Respondent has "the sole discretion to determine the merits of claims presented for reimbursement, the amount of such reimbursement and the terms under which such reimbursement shall be made" (Judiciary Law § 468—b [4]), and a claimant bears the burden "to provide satisfactory evidence of an eligible loss" (22 NYCRR 7200.8 [b]; see Matter of Pappas v Lawyers' Fund for Client Protection, 60 AD3d 1195, 1196 [2009], lv denied 12 NY3d 713 [2009]). "[L]osses arising from financial transactions with attorneys that do not occur within an attorney-client relationship and the practice of law" are ineligible for
reimbursement (22 NYCRR 7200.8 [d]; see Matter of Pappas v Lawyers' Fund for Client Protection, 60 AD3d at 1196; Matter of Haskins v Lawyers Fund for Client Protection, 286 AD2d 440, 440 [2001]). In reviewing a determination by respondent, "this Court's review is limited to deciding whether respondent's determination is arbitrary and capricious, lacks a rational basis or reflects an abuse of discretion" (Matter of Pappas v Lawyers' Fund for Client Protection, 60 AD3d at 1196 [internal quotation marks and citation omitted]).
Respondent found that the absence of a retainer agreement, evidence of any payments made to Haber for legal work, or any other documentary evidence of an attorney-client relationship, in connection with other circumstances set forth in the record, indicated that petitioners' losses were not incurred within an attorney-client relationship with Haber. Neither petitioner was included as a party to the purported contract for sale of the HUD property. Although Yengo entered into a partnership with HSD with respect to the property, that partnership was created after the execution of the contract for sale and was not a party to the transaction. In addition, the partnership agreement made no reference to Haber acting as that entity's attorney. The foregoing provides a rational basis to support respondent's determination that petitioners' losses did not occur within an attorney-client relationship and the practice of law (see Matter of Pappas v Lawyers' Fund for Client Protection, 60 AD3d at 1197).
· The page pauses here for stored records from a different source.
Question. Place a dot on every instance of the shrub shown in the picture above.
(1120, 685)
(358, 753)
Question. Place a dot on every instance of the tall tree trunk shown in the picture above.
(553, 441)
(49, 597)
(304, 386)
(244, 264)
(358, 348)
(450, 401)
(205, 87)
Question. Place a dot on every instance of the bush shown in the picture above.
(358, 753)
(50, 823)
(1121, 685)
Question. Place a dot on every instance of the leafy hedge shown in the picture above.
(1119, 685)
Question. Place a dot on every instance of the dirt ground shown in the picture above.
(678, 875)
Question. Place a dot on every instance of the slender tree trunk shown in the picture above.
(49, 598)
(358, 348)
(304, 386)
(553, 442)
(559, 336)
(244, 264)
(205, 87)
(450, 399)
We also reject petitioners' contention that respondent's determination was arbitrary and capricious because it has reimbursed similar claims in the past. Although respondent is [*3]authorized to reimburse non-represented parties where, in respondent's discretion, a "sufficient nexus" exists between an attorney's dishonest conduct and the practice of law (22 NYCRR 7200.8 [a] [3]), petitioners failed to demonstrate that respondent has reimbursed investors in a real property transaction who were neither parties to the transaction at issue nor in an attorney-client relationship with the attorney whose dishonest conduct gave rise to the claim. We have reviewed petitioners' remaining arguments and find them to lack merit.
Egan Jr., Aarons, Rumsey and Pritzker, JJ., concur.
ORDERED that the judgment is affirmed, without costs.
Footnotes

Footnote 1: Haber ultimately pleaded guilty to a number of charges, was ordered to pay restitution to Yengo in the amount of $600,000, and was disbarred.